A percepção sobre o rumo do país também apresenta uma leve oscilação. A parcela dos brasileiros que acredita que o Brasil está na direção certa recua para 39%, uma queda de -3 pontos percentuais em relação a junho, embora permaneça 5 pontos acima do registrado há um ano. Apesar da variação mensal, o comparativo anual indica que a percepção sobre a direção do país continua mais positiva do que a observada no mesmo período de 2025. 

No cenário global, os resultados também apontam para estabilidade. Crime e violência permanecem na liderança (32%), seguido por inflação (30%), desemprego (29%), pobreza e desigualdade social (29%) e corrupção (28%), todos com variações muito discretas em relação ao mês anterior. A percepção de que os países estão na direção certa permanece em 38%, sem alteração em relação a junho, reforçando um cenário internacional de estabilidade nas preocupações, ainda que em patamares elevados. 

Nos Estados Unidos, a inflação continua sendo a principal preocupação e alcança 46%, 11 pontos percentuais acima do registrado há um ano, refletindo a permanência do debate sobre custo de vida, tarifas comerciais e seus efeitos sobre os preços ao consumidor no país. Em contrapartida, a preocupação com corrupção financeira e política recua 9 pontos no mês, chegando a 29%, enquanto a percepção sobre o rumo do país melhora para 31% (+3 p.p.), indicando um ambiente um pouco menos pessimista do que o observado em junho, embora a confiança ainda permaneça em níveis moderados. No continente americano, os EUA têm a segunda pior percepção de rumo do país, atrás apenas do Peru (26%). 

Na Argentina, o desemprego permanece como principal preocupação, atingindo 60% (+3 p.p. no mês e +5 p.p. na comparação anual), seguido por pobreza e desigualdade social (45%, +3 p.p.). Ao mesmo tempo, a corrupção volta a ganhar espaço, chegando a 33% (+7 p.p.), movimento que acompanha os escândalos que culminaram na troca do chefe dos ministros sob acusações de mal uso de recursos públicos. Uma figura com alta aceitação até então. Em contraste, a preocupação com crime e violência permanece estável em 35%, mas segue 9 pontos abaixo do nível registrado há um ano, indicando que as questões econômicas continuam concentrando a atenção da população. A percepção sobre o rumo certo do país sobe levemente para 44%, embora permaneça -7 pontos abaixo do observado em julho de 2025.
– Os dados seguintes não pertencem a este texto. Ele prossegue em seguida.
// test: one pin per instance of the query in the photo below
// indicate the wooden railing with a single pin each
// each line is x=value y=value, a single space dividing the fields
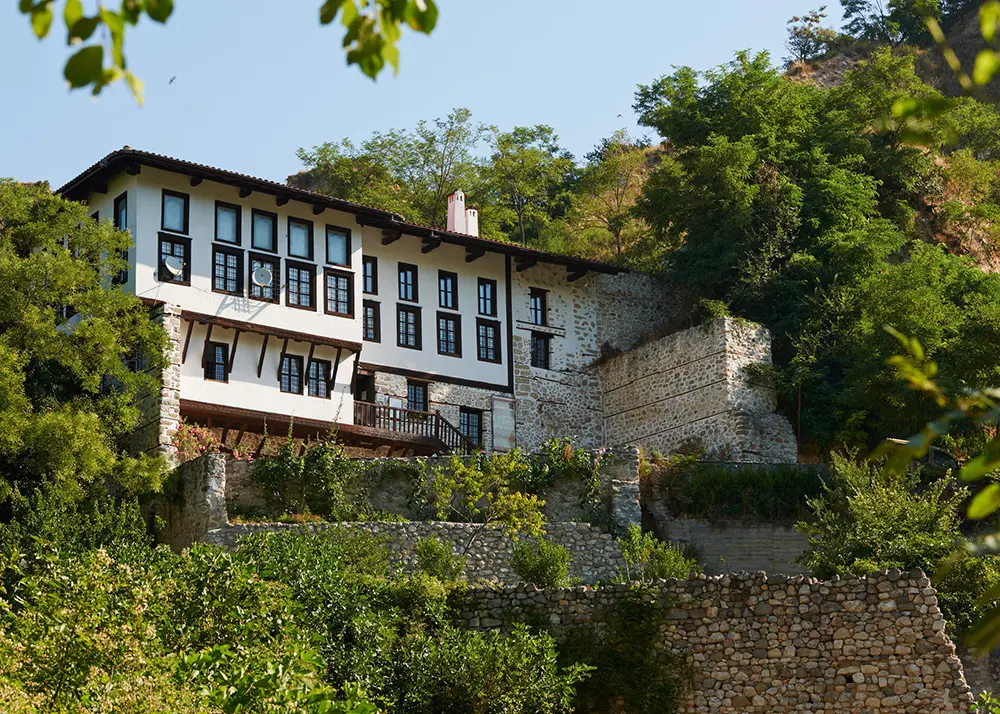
x=411 y=421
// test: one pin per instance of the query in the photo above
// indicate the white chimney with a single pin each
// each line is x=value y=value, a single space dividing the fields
x=456 y=213
x=472 y=222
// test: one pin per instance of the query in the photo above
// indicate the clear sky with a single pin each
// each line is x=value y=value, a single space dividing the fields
x=256 y=79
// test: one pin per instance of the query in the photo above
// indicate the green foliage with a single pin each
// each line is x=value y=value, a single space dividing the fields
x=437 y=559
x=629 y=666
x=66 y=393
x=541 y=562
x=648 y=558
x=870 y=518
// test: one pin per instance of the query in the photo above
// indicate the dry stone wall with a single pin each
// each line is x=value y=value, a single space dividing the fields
x=760 y=644
x=594 y=556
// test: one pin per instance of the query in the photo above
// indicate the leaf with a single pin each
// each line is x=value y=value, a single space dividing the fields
x=985 y=502
x=159 y=10
x=41 y=20
x=987 y=64
x=84 y=67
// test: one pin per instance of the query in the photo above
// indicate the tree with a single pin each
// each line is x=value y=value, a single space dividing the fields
x=371 y=30
x=68 y=392
x=525 y=174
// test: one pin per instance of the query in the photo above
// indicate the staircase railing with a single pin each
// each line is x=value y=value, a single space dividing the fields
x=411 y=421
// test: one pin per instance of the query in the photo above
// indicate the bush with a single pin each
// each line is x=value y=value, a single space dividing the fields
x=543 y=563
x=647 y=558
x=437 y=559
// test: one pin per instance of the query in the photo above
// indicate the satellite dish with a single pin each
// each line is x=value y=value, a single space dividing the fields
x=174 y=265
x=262 y=276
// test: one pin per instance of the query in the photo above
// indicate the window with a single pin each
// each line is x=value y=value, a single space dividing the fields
x=537 y=308
x=121 y=223
x=319 y=378
x=488 y=297
x=263 y=229
x=266 y=264
x=175 y=212
x=448 y=289
x=179 y=248
x=449 y=334
x=369 y=271
x=217 y=362
x=339 y=293
x=416 y=396
x=291 y=374
x=371 y=324
x=300 y=291
x=300 y=238
x=540 y=349
x=228 y=224
x=338 y=246
x=408 y=282
x=470 y=424
x=408 y=321
x=488 y=340
x=227 y=270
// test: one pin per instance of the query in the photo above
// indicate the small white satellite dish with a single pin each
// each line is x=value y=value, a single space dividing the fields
x=262 y=276
x=174 y=265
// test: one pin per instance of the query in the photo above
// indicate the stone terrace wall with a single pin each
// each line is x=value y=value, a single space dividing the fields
x=766 y=644
x=694 y=385
x=594 y=556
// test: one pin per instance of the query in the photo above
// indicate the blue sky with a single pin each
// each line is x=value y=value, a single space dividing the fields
x=257 y=79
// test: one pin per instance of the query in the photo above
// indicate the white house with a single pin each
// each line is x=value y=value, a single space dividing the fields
x=290 y=307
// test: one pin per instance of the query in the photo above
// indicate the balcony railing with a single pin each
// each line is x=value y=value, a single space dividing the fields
x=410 y=421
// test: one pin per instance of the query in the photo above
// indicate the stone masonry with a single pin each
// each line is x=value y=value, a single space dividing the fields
x=760 y=644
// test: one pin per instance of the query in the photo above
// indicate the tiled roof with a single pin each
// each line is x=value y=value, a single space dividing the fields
x=126 y=157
 Na França, os dados mostram uma mudança importante na composição das preocupações. Crime e violência figuram entre os principais temas, alcançando 41% (+3 p.p.), enquanto mudanças climáticas registram o maior avanço do mês, saltando 14 pontos percentuais e chegando a 33%, empatadas com a inflação, que recua 5 pontos no período. O movimento coincide com a intensa repercussão das ondas de calor extremo e dos incêndios florestais que atingiram diferentes regiões da Europa durante o verão, recolocando os impactos das mudanças climáticas no centro do debate público francês. A saúde também ganha relevância, avançando para 31% (+8 p.p.), refletindo uma ampliação das preocupações da população diante dos efeitos desses eventos climáticos extremos. 

Os resultados de julho reforçam um cenário de continuidade nas percepções da população. No Brasil, a redução da intensidade de algumas preocupações não altera a predominância de temas estruturais, como segurança pública, corrupção e desigualdade, que seguem no centro da agenda. No cenário internacional, a estabilidade dos indicadores também prevalece, enquanto oscilações mais expressivas permanecem concentradas em contextos específicos de cada país, refletindo desafios e debates próprios de suas realidades nacionais.